I can have less anxiety about causing a car accident or hitting pedestrians, less concern about being part of the problem or imposing, less worry about parking citations. I get to take advantage of living in an area where I haven’t needed a car. The main reasons I found myself driving it anywhere were car-related (e.g., the DMV, an automechanic), which I wouldn’t have needed to bother with if I didn’t have a car in the first place.

A year ago, all the car problems made me feel so anxious and frustrated—when the car would stop on me, or that time Mom and I were picking up groceries and the car wouldn’t start when she tried to leave. I vented in my journal, cursing the necessity of a car.

Thursday 30 Dec 21   17:38

Rode with Mom today to pick up the groceries [...] and the car stopped. We were going to leave after having the groceries placed in our car [but we had a] dead/low battery. I felt the panic attack-y feeling rising. So much anxiety about car problems. Like why the fuck does this shit have to be a thing, goddman. Fucking having to have a car to get around and shit.

[...]

We got home being afraid the car [would] stop on the way. Like what if we [stopped] at a [r]ed light and the car stopped? Something like that happpened to me once with that car when someone had just boosted it and I took it for a drive as they recommended and I stopped at a stop sign and the car fecking stopped. FUCK I HATE THIS SHIT FUCKING CAR PROBLEMS AND SHIT GODDAMNIT.

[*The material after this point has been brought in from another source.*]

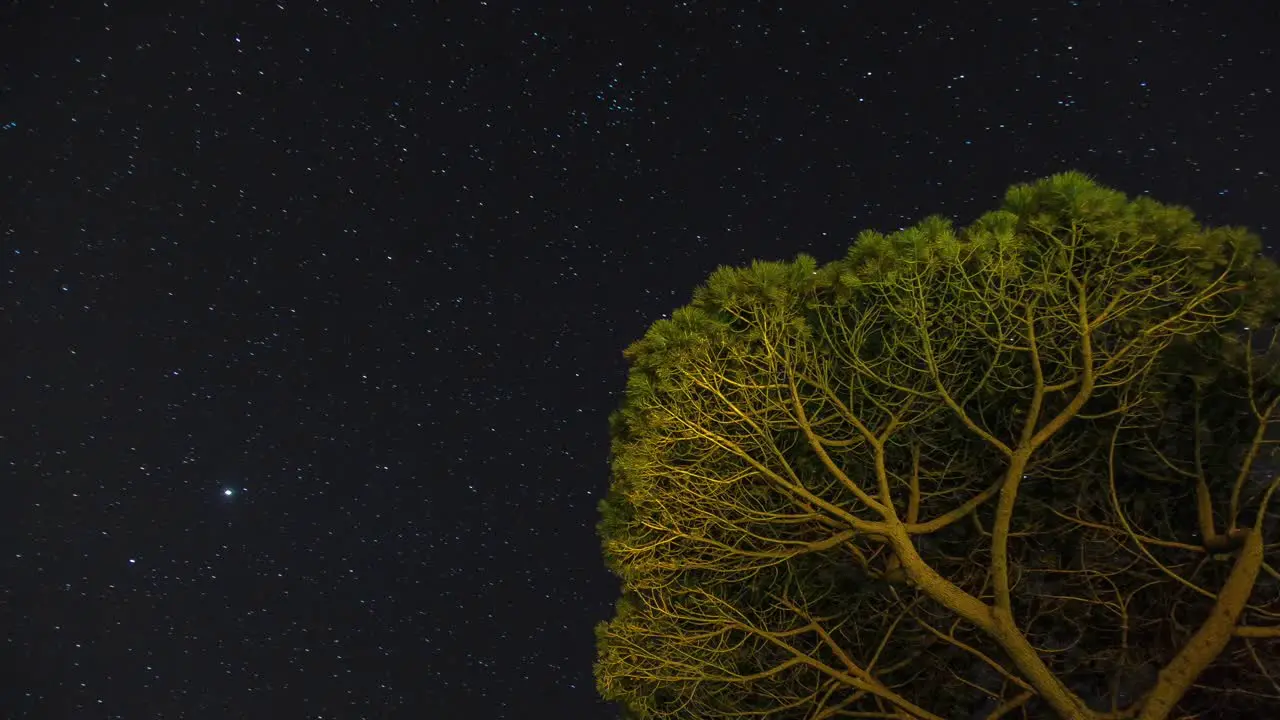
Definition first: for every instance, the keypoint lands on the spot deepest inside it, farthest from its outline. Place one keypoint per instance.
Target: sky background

So yeah, car problems really stressed me out. Now I get to live without that stress.

Regarding the time my car had stopped on me at a stop sign, it was in a non-busy residential area not too far from the house. (Fortunately, I didn’t take it on the highway like I’d thought about doing.) I didn’t have my phone with me so I ran back home to tell Mom what happened, and she drove the other car around (when we still had it). When I wasn’t sure how to attach the booster cables (before learning how to do it myself and getting over the anxiety of possibly causing a feckin’ explosion), Mom asked for help from someone (to my dismay…) who happened to be walking by, and they attached the cables between the two cars and directed us on what to do. Then I drove my car home (and went to my bedroom feeling like some damsel in distress—feeling helpless and lacking in self-sufficiency). So that was with Mom around with another car and on a quiet road. Here, I’m on my own in a busy area, so it could be even worse should something like that occur.

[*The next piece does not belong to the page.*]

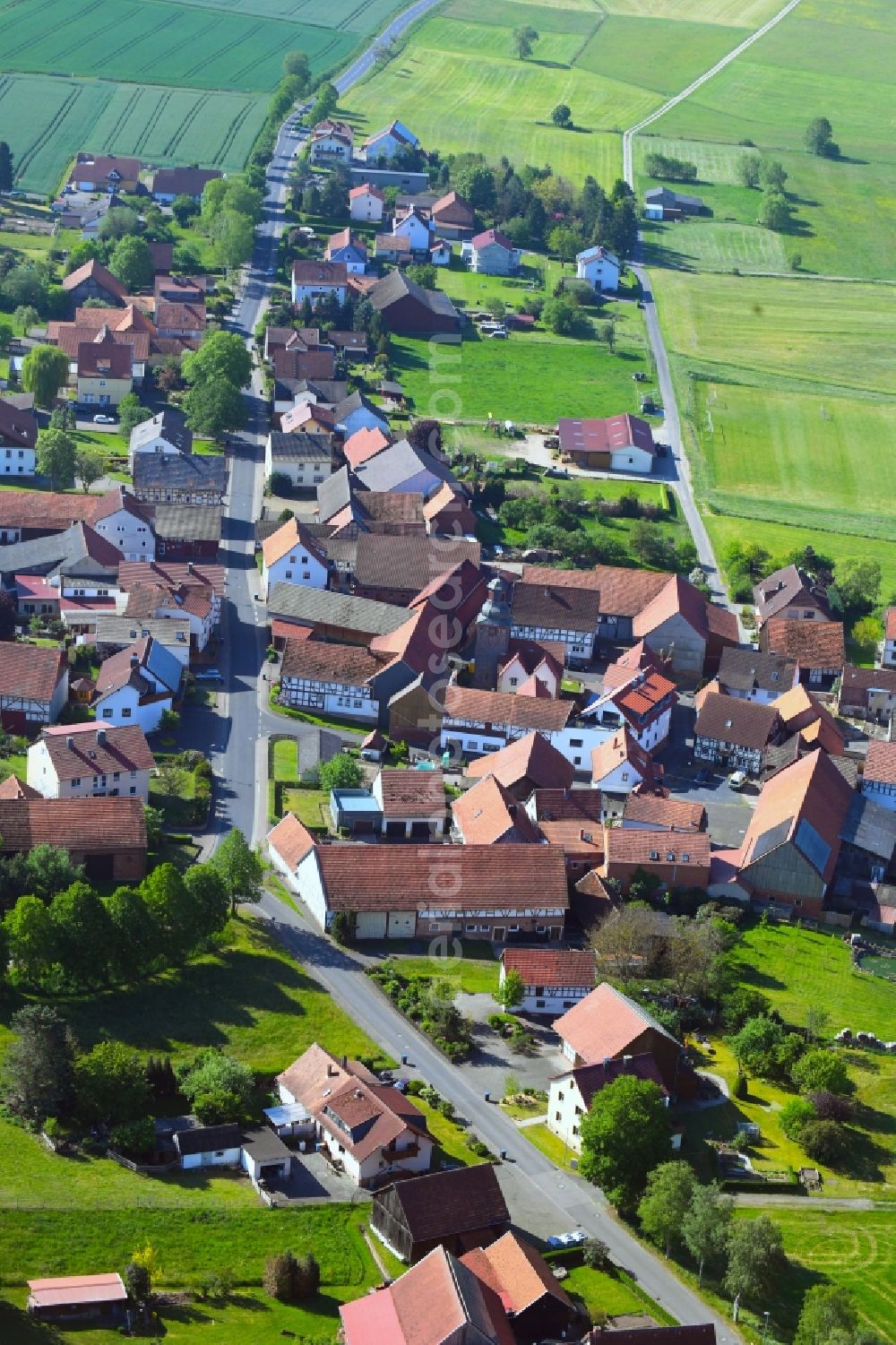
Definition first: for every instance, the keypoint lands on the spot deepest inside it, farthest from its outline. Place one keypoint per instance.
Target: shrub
(825, 1141)
(796, 1116)
(595, 1254)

I get to willingly live without a car—something that it seems so many people wouldn’t even imagine doing here. Perhaps with selling my car, I’ve bought myself more peace of mind.

Even though right now the sunk cost fallacy is still weighing on my mind (Mom poured money into it. I put money into it. I could have kept it until I couldn’t drive it anymore. I could have tried to get more money for it.), I’ll perhaps get over this like I did with the video games and game console. That along with other things I ended up parting with. Thinking about it, I feel that parting with things has simplified my life—less stress about having certain items and trying to bring them along with me.

I appreciate that my parents invested in the car. At the same time, I want to remind myself that I am not throwing that appreciation away by having sold my car. I don’t think that I’ve sold out or betrayed my parents. Perhaps if they knew of my situation they would be understanding. As well, my parents weren’t the car, and parting with the car is not parting with them. I also haven’t parted with the memories. Finally, I can give myself credit for getting this far—both mentally and geographically. Perhaps I’ve found myself somewhere with a better political climate (a reason that I’d rather not go back to where I moved from), a place where I can feel more free to be myself. And now maybe I can feel less ready to zoom out of here given I’ve parted with my car and the woes that come with having a car here.

Maybe I’ll find myself facing some issues with not having a car, but there’ll probably be solutions, just as there were solutions for the problems I was having with keeping a car. In the meantime, I can enjoy the elimination of the stress and anxiety of dealing with car issues.